Neurology. 2015 May 26;84(21):2161-8. doi: 10.1212/WNL.0000000000001617. Epub 2015 May 1.
To determine whether the tumor necrosis factor α inhibitor etanercept is well tolerated and obtain preliminary data on its safety in Alzheimer disease dementia.
In a double-blind study, patients with mild to moderate Alzheimer disease dementia were randomized (1:1) to subcutaneous etanercept (50 mg) once weekly or identical placebo over a 24-week period. Tolerability and safety of this medication was recorded including secondary outcomes of cognition, global function, behavior, and systemic cytokine levels at baseline, 12 weeks, 24 weeks, and following a 4-week washout period. This trial is registered with EudraCT (2009-013400-31) and ClinicalTrials.gov (NCT01068353).
Forty-one participants (mean age 72.4 years; 61% men) were randomized to etanercept (n = 20) or placebo (n = 21). Etanercept was well tolerated; 90% of participants (18/20) completed the study compared with 71% (15/21) in the placebo group. Although infections were more common in the etanercept group, there were no serious adverse events or new safety concerns. While there were some interesting trends that favored etanercept, there were no statistically significant changes in cognition, behavior, or global function.
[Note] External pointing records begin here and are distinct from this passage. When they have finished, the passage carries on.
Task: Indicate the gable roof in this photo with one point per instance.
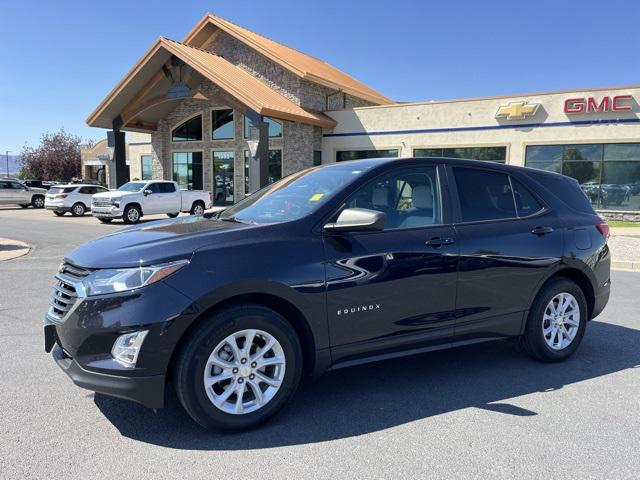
(301, 64)
(234, 80)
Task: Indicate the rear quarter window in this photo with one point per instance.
(566, 189)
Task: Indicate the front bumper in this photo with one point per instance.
(147, 391)
(81, 341)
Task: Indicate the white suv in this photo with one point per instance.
(74, 198)
(17, 193)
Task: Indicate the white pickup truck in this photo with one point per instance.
(134, 199)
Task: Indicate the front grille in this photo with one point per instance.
(64, 293)
(101, 203)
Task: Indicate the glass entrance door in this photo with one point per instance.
(223, 177)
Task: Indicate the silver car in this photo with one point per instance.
(13, 192)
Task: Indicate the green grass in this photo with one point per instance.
(622, 223)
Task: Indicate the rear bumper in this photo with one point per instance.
(147, 391)
(601, 299)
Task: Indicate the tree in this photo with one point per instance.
(56, 158)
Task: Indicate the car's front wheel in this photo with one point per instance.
(239, 368)
(197, 208)
(78, 209)
(556, 322)
(37, 201)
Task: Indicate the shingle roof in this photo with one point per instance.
(301, 64)
(234, 80)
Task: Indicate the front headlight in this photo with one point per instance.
(115, 280)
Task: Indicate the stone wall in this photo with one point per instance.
(163, 147)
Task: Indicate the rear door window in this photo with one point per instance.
(484, 195)
(167, 188)
(526, 203)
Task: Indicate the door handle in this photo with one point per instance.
(541, 230)
(437, 242)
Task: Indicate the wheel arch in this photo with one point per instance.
(284, 307)
(576, 275)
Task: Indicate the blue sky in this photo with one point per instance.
(60, 58)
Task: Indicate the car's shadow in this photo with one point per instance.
(377, 396)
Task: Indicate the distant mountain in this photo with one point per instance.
(15, 164)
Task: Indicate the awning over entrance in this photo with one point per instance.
(153, 86)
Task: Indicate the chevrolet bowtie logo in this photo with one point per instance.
(517, 110)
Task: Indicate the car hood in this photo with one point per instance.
(154, 243)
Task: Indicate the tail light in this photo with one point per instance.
(603, 228)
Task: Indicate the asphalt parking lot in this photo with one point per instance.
(479, 412)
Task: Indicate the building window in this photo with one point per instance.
(489, 154)
(146, 167)
(223, 177)
(222, 124)
(275, 167)
(187, 170)
(275, 127)
(362, 154)
(609, 174)
(189, 131)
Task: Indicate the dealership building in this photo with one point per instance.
(228, 110)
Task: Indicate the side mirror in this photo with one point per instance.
(357, 220)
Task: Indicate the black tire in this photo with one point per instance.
(131, 214)
(533, 340)
(195, 207)
(193, 358)
(37, 201)
(78, 209)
This study showed that subcutaneous etanercept (50 mg/wk) was well tolerated in this small group of patients with Alzheimer disease dementia, but a larger more heterogeneous group needs to be tested before recommending its use for broader groups of patients.
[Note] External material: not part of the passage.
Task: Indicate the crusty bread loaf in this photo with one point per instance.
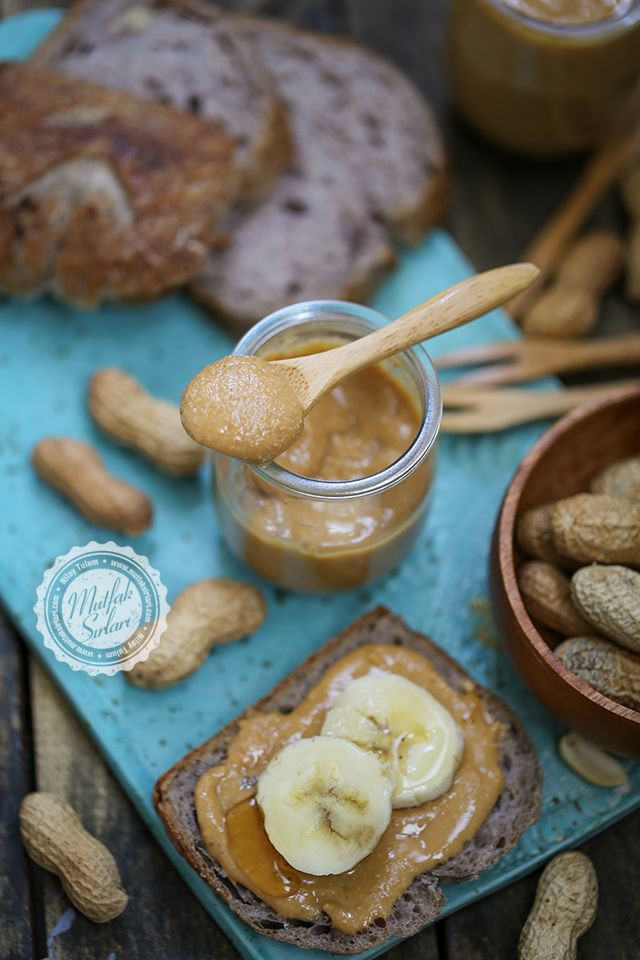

This study shows Class I evidence that weekly subcutaneous etanercept is well tolerated in Alzheimer disease dementia.
确定肿瘤坏死因子α抑制剂依那西普是否耐受性良好,并获取其在阿尔茨海默病痴呆患者中安全性的初步数据。
在一项双盲研究中,轻度至中度阿尔茨海默病痴呆患者被随机(1:1)分为两组,一组每周皮下注射依那西普(50毫克),另一组注射相同的安慰剂,为期24周。记录该药物的耐受性和安全性,包括在基线、12周、24周以及4周洗脱期后的认知、整体功能、行为和全身细胞因子水平等次要结局。该试验已在欧洲临床试验数据库(EudraCT,编号:2009 - 013400 - 31)和美国国立医学图书馆临床试验注册库(ClinicalTrials.gov,编号:NCT01068353)注册。
41名参与者(平均年龄72.4岁;61%为男性)被随机分配至依那西普组(n = 20)或安慰剂组(n = 21)。依那西普耐受性良好;90%的参与者(18/20)完成了研究,而安慰剂组为71%(15/21)。虽然感染在依那西普组中更常见,但未出现严重不良事件或新的安全问题。尽管存在一些有利于依那西普的有趣趋势,但在认知、行为或整体功能方面没有统计学上的显著变化。
本研究表明,在这一小群阿尔茨海默病痴呆患者中,皮下注射依那西普(50毫克/周)耐受性良好,但在推荐其用于更广泛的患者群体之前,需要对更大且更具异质性的群体进行测试。
本研究显示I类证据,即每周皮下注射依那西普在阿尔茨海默病痴呆患者中耐受性良好。